We have covered this closely, and the Supremes have held that the states lack standing here, to bring complaints against changes in immigration policy, from one president to the next, so long as no one's constitutional rights are being violated. And law enforcement has no constitutional right to force compliance with every law, no matter how trivial. That is not an individual right, of any one law officer.
Immigration is the sole province of the federal Executive Branch. Tipton (as we've long said) should never have heard the case, as he knows he lacks jurisdiction -- since his Louisiana and Texas state plaintiffs here. . . lack standing to sue.
I won't quote any of his 96 pages of. . . dreck (but it is here, in full). I will quote the Biden Administration's opposition, which cites a Sixth Circuit decision -- which came out the opposite way from young Tipton's nonsense. The below will be the center of the Fifth Circuit's (or Supremes') reasoning, thus:
. . .Our main concern with the injunction is that we believe these IIRIRA provisions do not eliminate immigration officials’ “broad discretion” to decide who should face enforcement action in the first place. Arizona, 567 U.S. at 396. They address a separate question: the custodial status of individuals who are facing removal proceedings or who have been removed. See 8 U.S.C. § 1226(a),(c); § 1231(a)(2). To the extent the injunction prevents the Attorney General from relying on the memos to release those who are facing enforcement actions and fall within the mandatory detention provisions -- for example, prisoners with qualifying convictions against whom ICE has lodged a detainer (8 U.S.C. § 1226(c)(1)) or individuals subject to removal orders (id. § 1231(a)(2)) -- we see no basis for upsetting it at this stage as that is what the statutes govern.
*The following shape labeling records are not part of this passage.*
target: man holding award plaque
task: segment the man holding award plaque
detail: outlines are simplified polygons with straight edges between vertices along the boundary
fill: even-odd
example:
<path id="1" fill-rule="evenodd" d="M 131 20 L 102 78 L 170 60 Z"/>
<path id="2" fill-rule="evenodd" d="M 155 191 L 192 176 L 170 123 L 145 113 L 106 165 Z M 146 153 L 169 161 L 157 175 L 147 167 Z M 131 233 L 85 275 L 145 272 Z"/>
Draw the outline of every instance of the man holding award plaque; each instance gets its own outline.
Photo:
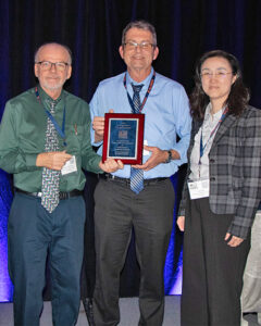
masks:
<path id="1" fill-rule="evenodd" d="M 141 273 L 139 325 L 163 322 L 163 271 L 174 208 L 169 177 L 186 162 L 190 115 L 184 88 L 152 68 L 158 54 L 154 27 L 129 23 L 120 47 L 127 71 L 101 82 L 90 102 L 92 143 L 103 160 L 125 163 L 100 177 L 95 192 L 97 326 L 120 322 L 120 273 L 132 229 Z"/>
The district court’s injunction, however, is not limited to detention decisions of aliens the United States has decided to remove. It is much broader. It enjoins reliance on memos that guide decisions on, among other things, “whether to issue a detainer,” “whether to issue, reissue, serve, file, or cancel a Notice to Appear,” and “whether to stop, question, or arrest a noncitizen.” ICE Memo at 3.
We see the United States likely succeeding on this core foci of the interim enforcement priorities—immigration officials’ ability to prioritize who is subject to investigative and enforcement action in the first place. See Reno, 525 U.S. at 483 (recognizing that law enforcement discretion extends to “initiation or prosecution of various stages in the deportation process,” including the “discretion to abandon the endeavor”). . . .
It is quite telling that neither [Texas or Louisiana] nor the district court have cited a single Supreme Court case requiring law enforcement (state nor federal, criminal nor immigration) to bring charges against an individual or group of individuals. . . .
What is more, in the quarter century that IIRIRA has been on the books, no court at any level previously has held that sections 1226(c)(1) or 1231(a)(2) eliminate immigration officials’ discretion to decide who to arrest or remove. . . . The injunction is STAYED pending appeal in all other respects including the reporting requirements. . . .
On April 12, 2022, the Sixth Circuit granted the governments’ motion to stay the preliminary injunction pending appeal. Order, Arizona v. Biden, No. 22-3272 (6th Cir. April 12, 2022) (attached). The Sixth Circuit, in an opinion by Chief Judge Sutton, reasoned (1) that the States likely lacked standing, id. at 5-8; (2) that the September Guidance likely is unreviewable under the Administrative Procedure Act because it is not final agency action, id. at 9-12; (3) that, even if it were reviewable, Defendants were likely to prevail on the merits because (a) the September Guidance likely is not “contrary to law,” id. at 12-15; (b) the September Guidance likely is not “arbitrary or capricious,” id. at 15-16; and (c) the September Guidance likely was not required to undergo notice-and-comment procedures, id. at 16. For the Court’s convenience, Defendants are attaching a copy of the Sixth Circuit’s opinion to this filing. . . .
Trust that this will be sorted out, on appeal. Young Drew Tipton is just angry. . . that the end-game for his mentor's (Tangerine's) insurrection. . . is at hand. And neither Tipton or Tangerine will ever be elected to federal office, again. So. . . he rages into the night, impotently. Charming.